Not hosted here

Apr 27, 2016

Everyone of course knows of the widspread anti-practice of not invented here, whereby many software companies overzealously rewrite software internally when an existing package would have worked fine. The net effect is normally a project that doesn’t work as well as the existing alternative would have, and which becomes a maintenance burden for engineering and operations teams forever.

I’d like to throw another in the same vein into the mix: not hosted here (NHH). Conformance to this idea involves the insistence of installing and maintaining a self-hosted system where leaning on an existing service would have been faster, cheaper in the short run, and much cheaper in the long run. It’s usually done in the name of compliance, security, or perceived need for customization or access to specific features, and can take many forms:

  • Far and away the most common case, running a self-hosted service where a hosted equivalent is as good or better. Some examples:
    • HipChat instead of Slack.
    • GitHub Enterprise instead of GitHub.
    • Sentry instead of Rollbar.
    • Phabricator instead of GitHub.
    • HackPad over your favorite hosted wiki.
  • If you ever find yourself running your own mail server in this day and age, you’re experiencing very severe NHH.
  • Running Kafka boxes where an equivalent AWS or Google Cloud service would work just as well.
  • Maintaining custom server builds instead of using a platform like Heroku (before your company has on the order of 100 engineers).
  • Running bare metal servers over cloud equivalents (before your company has on the order of 10k engineers).

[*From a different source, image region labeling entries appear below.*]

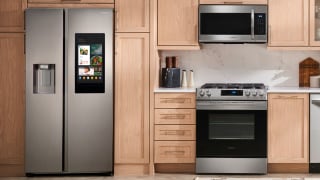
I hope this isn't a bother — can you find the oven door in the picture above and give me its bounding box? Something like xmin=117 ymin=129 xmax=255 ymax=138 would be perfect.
xmin=196 ymin=101 xmax=267 ymax=158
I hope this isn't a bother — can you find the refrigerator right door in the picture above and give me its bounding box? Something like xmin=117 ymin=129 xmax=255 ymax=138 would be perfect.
xmin=65 ymin=9 xmax=113 ymax=173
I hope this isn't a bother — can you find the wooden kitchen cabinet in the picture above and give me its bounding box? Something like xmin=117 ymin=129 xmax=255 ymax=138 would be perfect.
xmin=0 ymin=0 xmax=27 ymax=33
xmin=200 ymin=0 xmax=268 ymax=4
xmin=157 ymin=0 xmax=199 ymax=49
xmin=268 ymin=93 xmax=309 ymax=172
xmin=268 ymin=0 xmax=309 ymax=46
xmin=115 ymin=0 xmax=150 ymax=32
xmin=0 ymin=33 xmax=25 ymax=176
xmin=154 ymin=93 xmax=196 ymax=173
xmin=28 ymin=0 xmax=114 ymax=8
xmin=114 ymin=33 xmax=150 ymax=174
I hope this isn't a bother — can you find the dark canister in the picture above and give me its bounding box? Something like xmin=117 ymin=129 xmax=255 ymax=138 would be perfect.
xmin=161 ymin=68 xmax=180 ymax=88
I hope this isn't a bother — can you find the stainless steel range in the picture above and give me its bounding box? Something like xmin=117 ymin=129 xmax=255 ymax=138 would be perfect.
xmin=196 ymin=83 xmax=267 ymax=174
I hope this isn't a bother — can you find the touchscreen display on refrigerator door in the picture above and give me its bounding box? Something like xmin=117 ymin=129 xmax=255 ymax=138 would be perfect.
xmin=76 ymin=33 xmax=105 ymax=93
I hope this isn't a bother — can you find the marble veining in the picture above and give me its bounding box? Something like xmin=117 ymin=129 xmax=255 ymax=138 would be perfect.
xmin=160 ymin=44 xmax=320 ymax=87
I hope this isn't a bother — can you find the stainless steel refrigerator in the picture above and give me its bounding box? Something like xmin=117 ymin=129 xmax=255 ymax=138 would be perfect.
xmin=25 ymin=9 xmax=114 ymax=174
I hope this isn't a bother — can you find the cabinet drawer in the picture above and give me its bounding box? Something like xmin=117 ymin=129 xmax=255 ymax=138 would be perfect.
xmin=154 ymin=141 xmax=196 ymax=163
xmin=155 ymin=125 xmax=196 ymax=140
xmin=155 ymin=93 xmax=196 ymax=108
xmin=155 ymin=109 xmax=196 ymax=124
xmin=200 ymin=0 xmax=268 ymax=4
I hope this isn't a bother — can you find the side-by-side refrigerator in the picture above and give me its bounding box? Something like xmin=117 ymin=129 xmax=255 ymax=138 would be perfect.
xmin=25 ymin=8 xmax=114 ymax=174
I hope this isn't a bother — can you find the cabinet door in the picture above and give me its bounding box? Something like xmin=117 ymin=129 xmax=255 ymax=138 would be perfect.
xmin=0 ymin=0 xmax=27 ymax=32
xmin=158 ymin=0 xmax=198 ymax=46
xmin=28 ymin=0 xmax=114 ymax=4
xmin=268 ymin=0 xmax=309 ymax=46
xmin=115 ymin=0 xmax=150 ymax=32
xmin=115 ymin=33 xmax=149 ymax=164
xmin=310 ymin=0 xmax=320 ymax=46
xmin=268 ymin=94 xmax=309 ymax=163
xmin=0 ymin=33 xmax=25 ymax=167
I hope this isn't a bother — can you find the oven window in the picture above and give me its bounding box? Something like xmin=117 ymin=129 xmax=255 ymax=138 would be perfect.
xmin=208 ymin=114 xmax=255 ymax=140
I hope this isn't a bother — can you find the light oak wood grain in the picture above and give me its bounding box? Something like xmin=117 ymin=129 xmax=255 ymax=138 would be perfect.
xmin=115 ymin=33 xmax=150 ymax=164
xmin=155 ymin=93 xmax=196 ymax=108
xmin=154 ymin=141 xmax=196 ymax=163
xmin=157 ymin=0 xmax=199 ymax=46
xmin=0 ymin=0 xmax=27 ymax=33
xmin=115 ymin=0 xmax=150 ymax=32
xmin=268 ymin=0 xmax=309 ymax=46
xmin=0 ymin=33 xmax=25 ymax=175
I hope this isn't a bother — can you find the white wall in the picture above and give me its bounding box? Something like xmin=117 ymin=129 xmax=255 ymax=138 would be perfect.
xmin=160 ymin=44 xmax=320 ymax=87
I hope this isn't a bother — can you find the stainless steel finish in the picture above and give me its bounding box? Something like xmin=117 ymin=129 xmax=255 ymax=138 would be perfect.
xmin=25 ymin=9 xmax=63 ymax=173
xmin=196 ymin=101 xmax=268 ymax=110
xmin=33 ymin=64 xmax=55 ymax=94
xmin=25 ymin=8 xmax=113 ymax=174
xmin=66 ymin=9 xmax=113 ymax=173
xmin=199 ymin=5 xmax=268 ymax=13
xmin=310 ymin=94 xmax=320 ymax=163
xmin=196 ymin=158 xmax=267 ymax=174
xmin=198 ymin=5 xmax=268 ymax=43
xmin=251 ymin=9 xmax=254 ymax=39
xmin=196 ymin=88 xmax=267 ymax=101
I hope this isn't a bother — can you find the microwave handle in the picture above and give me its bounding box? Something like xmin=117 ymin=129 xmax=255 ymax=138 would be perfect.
xmin=251 ymin=9 xmax=254 ymax=39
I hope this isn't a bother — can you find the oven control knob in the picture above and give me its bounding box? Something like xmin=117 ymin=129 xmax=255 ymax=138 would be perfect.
xmin=206 ymin=90 xmax=211 ymax=97
xmin=199 ymin=90 xmax=205 ymax=97
xmin=244 ymin=91 xmax=250 ymax=96
xmin=252 ymin=91 xmax=258 ymax=96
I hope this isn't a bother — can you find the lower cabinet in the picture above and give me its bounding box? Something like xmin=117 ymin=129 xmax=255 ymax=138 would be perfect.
xmin=268 ymin=93 xmax=309 ymax=173
xmin=154 ymin=93 xmax=196 ymax=172
xmin=0 ymin=33 xmax=25 ymax=176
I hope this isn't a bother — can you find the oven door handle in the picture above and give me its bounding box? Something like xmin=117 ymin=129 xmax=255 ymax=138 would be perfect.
xmin=196 ymin=101 xmax=268 ymax=110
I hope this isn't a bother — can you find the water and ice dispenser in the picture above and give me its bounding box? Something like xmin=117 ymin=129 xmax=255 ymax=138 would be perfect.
xmin=33 ymin=64 xmax=55 ymax=94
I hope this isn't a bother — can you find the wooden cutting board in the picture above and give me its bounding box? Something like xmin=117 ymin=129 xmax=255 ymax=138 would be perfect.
xmin=299 ymin=57 xmax=320 ymax=87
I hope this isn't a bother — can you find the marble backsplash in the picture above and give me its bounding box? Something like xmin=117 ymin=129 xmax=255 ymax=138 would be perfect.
xmin=160 ymin=44 xmax=320 ymax=87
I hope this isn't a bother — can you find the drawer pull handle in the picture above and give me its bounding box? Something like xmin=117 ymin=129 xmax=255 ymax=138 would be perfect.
xmin=164 ymin=151 xmax=185 ymax=155
xmin=223 ymin=2 xmax=243 ymax=4
xmin=161 ymin=114 xmax=186 ymax=119
xmin=160 ymin=98 xmax=188 ymax=104
xmin=164 ymin=130 xmax=185 ymax=136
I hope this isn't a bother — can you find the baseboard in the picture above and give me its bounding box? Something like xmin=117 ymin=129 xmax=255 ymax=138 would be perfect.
xmin=154 ymin=163 xmax=196 ymax=174
xmin=268 ymin=163 xmax=309 ymax=173
xmin=114 ymin=164 xmax=150 ymax=176
xmin=0 ymin=164 xmax=25 ymax=177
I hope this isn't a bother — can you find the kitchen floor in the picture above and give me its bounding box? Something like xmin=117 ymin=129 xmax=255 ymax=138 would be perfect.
xmin=0 ymin=174 xmax=320 ymax=180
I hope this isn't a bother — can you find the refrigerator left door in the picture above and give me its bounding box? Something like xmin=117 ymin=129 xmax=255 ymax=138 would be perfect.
xmin=25 ymin=9 xmax=64 ymax=174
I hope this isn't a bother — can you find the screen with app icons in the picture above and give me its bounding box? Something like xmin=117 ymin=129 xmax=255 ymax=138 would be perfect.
xmin=76 ymin=33 xmax=105 ymax=93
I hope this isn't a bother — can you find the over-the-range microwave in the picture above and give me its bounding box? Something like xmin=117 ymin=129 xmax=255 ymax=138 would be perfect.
xmin=199 ymin=5 xmax=268 ymax=43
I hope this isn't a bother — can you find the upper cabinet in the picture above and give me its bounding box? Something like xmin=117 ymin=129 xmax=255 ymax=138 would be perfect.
xmin=200 ymin=0 xmax=268 ymax=4
xmin=115 ymin=0 xmax=150 ymax=32
xmin=268 ymin=0 xmax=320 ymax=49
xmin=0 ymin=0 xmax=27 ymax=32
xmin=157 ymin=0 xmax=199 ymax=49
xmin=269 ymin=0 xmax=309 ymax=46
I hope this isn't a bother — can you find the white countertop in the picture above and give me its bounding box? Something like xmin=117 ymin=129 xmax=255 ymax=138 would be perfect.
xmin=268 ymin=87 xmax=320 ymax=93
xmin=154 ymin=87 xmax=320 ymax=93
xmin=154 ymin=88 xmax=196 ymax=93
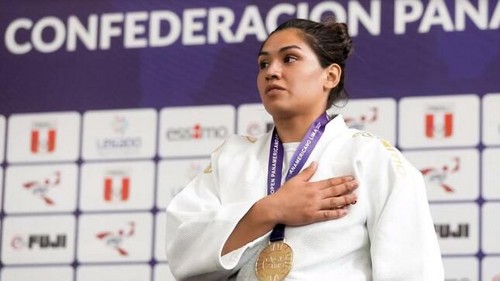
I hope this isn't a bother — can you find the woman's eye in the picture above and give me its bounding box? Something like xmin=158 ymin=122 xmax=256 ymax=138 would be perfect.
xmin=259 ymin=61 xmax=269 ymax=69
xmin=284 ymin=56 xmax=297 ymax=63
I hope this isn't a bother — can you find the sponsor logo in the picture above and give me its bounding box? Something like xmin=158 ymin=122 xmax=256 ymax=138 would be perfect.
xmin=96 ymin=222 xmax=135 ymax=256
xmin=104 ymin=170 xmax=130 ymax=202
xmin=420 ymin=157 xmax=460 ymax=193
xmin=425 ymin=106 xmax=453 ymax=139
xmin=246 ymin=122 xmax=274 ymax=137
xmin=165 ymin=123 xmax=229 ymax=141
xmin=96 ymin=116 xmax=142 ymax=153
xmin=30 ymin=122 xmax=57 ymax=154
xmin=22 ymin=171 xmax=61 ymax=206
xmin=10 ymin=234 xmax=66 ymax=250
xmin=344 ymin=107 xmax=378 ymax=131
xmin=434 ymin=223 xmax=469 ymax=238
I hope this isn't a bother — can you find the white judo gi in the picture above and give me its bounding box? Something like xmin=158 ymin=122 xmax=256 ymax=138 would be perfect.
xmin=166 ymin=115 xmax=444 ymax=281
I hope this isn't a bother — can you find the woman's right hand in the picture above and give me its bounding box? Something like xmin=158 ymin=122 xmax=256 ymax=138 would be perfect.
xmin=266 ymin=162 xmax=358 ymax=226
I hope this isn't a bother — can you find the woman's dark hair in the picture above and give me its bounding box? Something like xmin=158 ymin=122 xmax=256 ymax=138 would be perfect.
xmin=261 ymin=19 xmax=353 ymax=108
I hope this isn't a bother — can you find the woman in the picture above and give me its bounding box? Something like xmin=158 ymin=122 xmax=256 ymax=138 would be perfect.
xmin=167 ymin=19 xmax=444 ymax=281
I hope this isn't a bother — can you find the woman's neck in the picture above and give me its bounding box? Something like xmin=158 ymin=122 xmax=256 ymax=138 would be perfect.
xmin=274 ymin=112 xmax=318 ymax=143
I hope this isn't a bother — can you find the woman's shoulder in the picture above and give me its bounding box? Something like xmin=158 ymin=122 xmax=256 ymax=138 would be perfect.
xmin=214 ymin=131 xmax=269 ymax=155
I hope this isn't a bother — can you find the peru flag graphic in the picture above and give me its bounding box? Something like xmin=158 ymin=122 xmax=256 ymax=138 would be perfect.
xmin=425 ymin=111 xmax=453 ymax=138
xmin=30 ymin=126 xmax=56 ymax=154
xmin=104 ymin=176 xmax=130 ymax=202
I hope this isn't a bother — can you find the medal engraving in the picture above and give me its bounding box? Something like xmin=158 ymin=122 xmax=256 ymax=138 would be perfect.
xmin=255 ymin=241 xmax=293 ymax=281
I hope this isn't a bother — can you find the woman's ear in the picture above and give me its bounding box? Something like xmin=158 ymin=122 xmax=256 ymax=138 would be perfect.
xmin=325 ymin=63 xmax=342 ymax=90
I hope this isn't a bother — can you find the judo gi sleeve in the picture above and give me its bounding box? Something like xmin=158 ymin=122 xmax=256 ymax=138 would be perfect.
xmin=362 ymin=143 xmax=444 ymax=281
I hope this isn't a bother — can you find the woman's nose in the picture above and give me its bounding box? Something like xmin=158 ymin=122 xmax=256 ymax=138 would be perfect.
xmin=266 ymin=63 xmax=281 ymax=80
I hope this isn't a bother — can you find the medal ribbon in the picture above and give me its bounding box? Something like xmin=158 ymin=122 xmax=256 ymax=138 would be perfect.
xmin=267 ymin=113 xmax=330 ymax=242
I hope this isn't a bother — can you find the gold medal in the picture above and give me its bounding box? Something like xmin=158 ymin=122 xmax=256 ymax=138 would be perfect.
xmin=255 ymin=241 xmax=293 ymax=281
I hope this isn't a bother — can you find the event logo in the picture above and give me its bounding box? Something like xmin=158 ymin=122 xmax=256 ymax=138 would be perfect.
xmin=104 ymin=171 xmax=130 ymax=202
xmin=10 ymin=234 xmax=66 ymax=250
xmin=96 ymin=116 xmax=142 ymax=154
xmin=166 ymin=123 xmax=229 ymax=141
xmin=434 ymin=223 xmax=469 ymax=238
xmin=22 ymin=171 xmax=61 ymax=206
xmin=96 ymin=222 xmax=135 ymax=256
xmin=30 ymin=122 xmax=57 ymax=154
xmin=345 ymin=107 xmax=378 ymax=131
xmin=420 ymin=157 xmax=460 ymax=193
xmin=425 ymin=106 xmax=453 ymax=139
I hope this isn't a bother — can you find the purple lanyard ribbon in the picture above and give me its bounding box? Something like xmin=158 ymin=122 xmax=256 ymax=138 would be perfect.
xmin=267 ymin=113 xmax=330 ymax=242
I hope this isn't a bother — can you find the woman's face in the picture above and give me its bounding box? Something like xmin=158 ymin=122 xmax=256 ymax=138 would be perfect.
xmin=257 ymin=28 xmax=331 ymax=119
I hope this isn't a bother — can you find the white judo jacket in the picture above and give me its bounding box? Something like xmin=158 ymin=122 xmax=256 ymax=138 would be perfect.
xmin=166 ymin=115 xmax=444 ymax=281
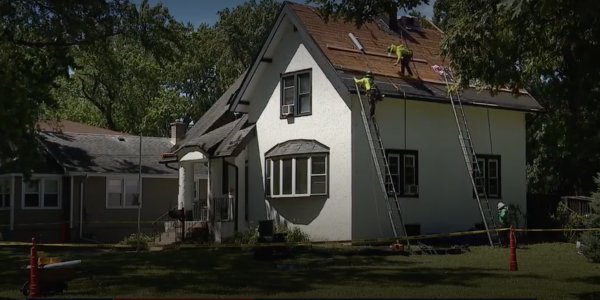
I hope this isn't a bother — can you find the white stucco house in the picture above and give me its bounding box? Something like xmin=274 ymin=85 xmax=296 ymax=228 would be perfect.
xmin=157 ymin=2 xmax=542 ymax=240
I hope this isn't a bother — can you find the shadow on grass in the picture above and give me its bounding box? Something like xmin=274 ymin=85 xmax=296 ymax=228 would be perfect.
xmin=567 ymin=276 xmax=600 ymax=284
xmin=62 ymin=250 xmax=543 ymax=296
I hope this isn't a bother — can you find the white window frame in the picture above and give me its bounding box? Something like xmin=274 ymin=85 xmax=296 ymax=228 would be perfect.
xmin=104 ymin=176 xmax=144 ymax=209
xmin=21 ymin=176 xmax=62 ymax=210
xmin=386 ymin=153 xmax=404 ymax=195
xmin=265 ymin=154 xmax=329 ymax=198
xmin=485 ymin=158 xmax=500 ymax=198
xmin=0 ymin=177 xmax=14 ymax=210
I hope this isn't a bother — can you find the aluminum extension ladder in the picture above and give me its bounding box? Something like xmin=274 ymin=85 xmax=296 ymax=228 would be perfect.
xmin=432 ymin=65 xmax=502 ymax=247
xmin=355 ymin=83 xmax=410 ymax=249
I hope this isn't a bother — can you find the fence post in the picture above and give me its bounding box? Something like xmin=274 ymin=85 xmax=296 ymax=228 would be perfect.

The most common consequence of NHH is the long term expense that goes into maintaining the hosted service. Where a cluster of Kafka servers might require a team of 1-5 engineers to operate in near perpetuity, using Kinesis requires none. Services like HipChat can usually operate fairly autonomously for longer periods, but without a caretaker will fall severely out-of-date with the current version, and may have difficult and time-consuming upgrade paths. The worst possible consequence may be related to security in that outstanding vulnerabilities won’t get patched as quickly as a hosted version. Other problems might include chronic unreliability, degraded performance as services are slow to be scaled up with usage, and frequent service outages for offline maintenance.